Question

This is a intro to statistics question, I was wondering if i can have the work shown soni can see the process, thanks :)Charges for advertising on a TV show are based on the number of viewers, which is measured by the rating. The rating is a percentage of the population of 110 million TV households. The CBS television show 60 Minutes recently had a rating of 7.8, indicating that 7.8% of the households were tuned to that show. An advertiser conducts an independent survey of 100 households and finds that only 10 were tuned to 60 Minutes. Assuming that the 7.8 rating is correct, find the probability of surveying 100 randomly selected households and getting 10 or fewer tuned to 60 Minutes. What does this suggest? Does the advertiser have grounds for claiming a refund on the basis that the size of the audience was exaggerated?

Answer 1

Explanation:

7.8% were viewing the show.

so, when picking a single household the probability that is is watching the show is 0.078.
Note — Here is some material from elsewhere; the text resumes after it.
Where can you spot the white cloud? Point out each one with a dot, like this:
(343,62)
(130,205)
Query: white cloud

that also means that the probability that this household is not watching the show is 1 - 0.078 = 0.922.

"only" 10 of 100 were watching the show ? that is 10% and therefore a higher rate than measured by the rating agency.

there is no indication that the audience was exaggerated.

anyway, the probability to get 10 or fewer out of randomly picked 100 households to watch the show is

the probability of exactly 10 households watching +

the probability of exactly 9 households watching +

the probability of exactly 8 households watching +

...

the probability of exactly 1 household watching +

the probability of no (0) household watching.

to get the probabilty of any of these events :

x = number of households watching out of the overall 100.

w = probability of a household to watch = 0.078

a = probability of a household to be absent (= not watching) = 0.922

probability(x) = p(x) = w^x × a^(100-x) × c(100, x)

in other words :

the combined probability of "x" households watching and "a" households not watching (which must be 100-x) multiplied by the number of combinations of picking x households out of 100.

so, for the first one, x = 10, we get

p(10) = 0.078¹⁰ × 0.922⁹⁰ × 100! / (10! × (100 - 10)!) =

= 0.078¹⁰×0.922⁹⁰×100×99×...×91 / 10×9×8×...×2 =

= 8.335775831e-012 ×

0.00066955... ×

1.731030945644e+13 =

= 0.096612596...

the rest is then best via Excel or other spreadsheet applications.

p(9) = 0.125496...

p(8) = 0.145117...

p(7) = 0.147558...

p(6) = 0.129888...

p(5) = 0.096969...

p(4) = 0.059699...

p(3) = 0.0291

p(2) = 0.01053

p(1) = 0.002515...

p(0) = 0.000297...

and the sum of all that is the probability to have 10 or fewer households in randomly picked 100 watching the show :

0.843782...

the vast majority of samples of 100 households is expected to have 10 or fewer households watching the show.

this covers the general rating (that would suggest that 7.8 households of 100 are watching the show), some even better ranges (more than 7.8 households), but also everything that is worse than the original rating (below 7.8 households).

when we look at the individual probabilities, we see that the largest probabilities by far are in the categories of 9, 8, 7 and 6 households out of 100 are watching.

so, these are the main expected results when picking samples of 100 households.

therefore, I don't see any indication that the advertiser was "cheated".